Opinions

The plight of an overseas flight

Cal State Long Beach has an international student body nearly a thousand strong, giving the campus a breadth of diversity, but studying abroad puts international students under pressure. Some of the strains they endure include changes in their usual social life, academic work and language barriers.

It is difficult for international students, like myself, to do things like rent an apartment or get a valid driver’s license.. These burdens can often lead to feelings of being homesick, lonely and frustrated.

“I feel very isolated,” said Julie He, an international student from China who majors in fashion design. “After class I opt to go back to my apartment because I don’t know how to communicate with my classmates. I plan to drop out of school this coming semester and go back to China because I am fed up with being all by myself all the time.”

In such situations, it is common to find international students having their own small social circles. It gets hard to release pent-up emotions without a social life. The only sense of security we rely on in these foreign countries is making friends with people who are from our home countries; getting out of the comfort zones requires a lot of courage.

Having a limited or unstable social circle will easily influence our life in ways that aren’t always expected. Getting sick can be absurdly difficult for international students. We have to go to hospital alone, make our own food and generally nurse ourselves back to health when we are sick. When I was sick, it made the feeling of missing home even stronger.

For some international students, their governments might offer scholarships for their tuition fees. But students from other countries, such as myself and other international students from China, are mostly supported by our families. For one semester, the average tuition fee for an international student is around $8,000, and now they have to including their cost of living. In one year, an international student will spend $30,000 after all the costs are summed up.

“I feel a lot of economic pressure at the beginning,” Abdulrahman Aldamer said,  a 22-year-old international student from Saudi Arabia majoring in civil engineering. “International students’ tuition is higher than that of American students, and at the beginning I didn’t have scholarship from my government. So at that time I have got a lot of stress for my financial issue, and I could barely make ends meet. 
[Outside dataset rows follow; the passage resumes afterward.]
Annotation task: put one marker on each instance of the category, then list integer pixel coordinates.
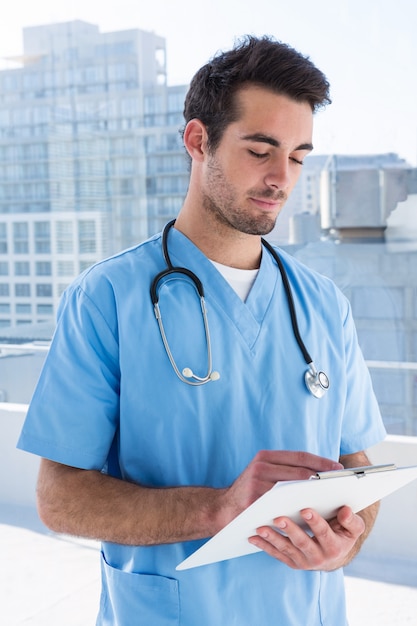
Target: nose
(278, 174)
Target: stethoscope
(317, 382)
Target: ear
(195, 139)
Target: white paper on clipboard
(326, 496)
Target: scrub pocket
(137, 599)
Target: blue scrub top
(108, 399)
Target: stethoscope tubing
(316, 382)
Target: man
(150, 465)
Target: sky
(366, 48)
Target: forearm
(90, 504)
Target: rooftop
(49, 579)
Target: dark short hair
(259, 61)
When it comes to the academic part of the coursework, the international students can face even greater stress than other students. It takes me a lot of times to write one good essays because I have to go to tutoring at least twice. For exams, even if I know the content, I will still get confused by the vocabulary and answer incorrectly. As for the lectures, the pressure not only comes from the course material, but coping with the language barrier for international students who are not native English speakers.

“I am so tired with my academic study,” Yanran He said, a 21-year-old Chinese student majoring in music education. “As a music student, I am not good at general knowledge courses. With English as my second language, it is very difficult for me to handle a lot of projects, exams, essays and homework assignments. I face tremendous pressures during the lectures due to the language issues.”  

Studying for a bachelor’s degree is not an easy thing to do, especially when it comes to international students. Thus, looking for help and appropriate ways to vent can be very important for them.

CSULB offers a variety of programs that can help international students achieve their academic dreams. For academic problems, you can get help from writer’s resource lab in  LAB 206, and ESL language and writing tutoring at Horn Center. And don’t forget, you can always go to your teachers during office hours to get extra help.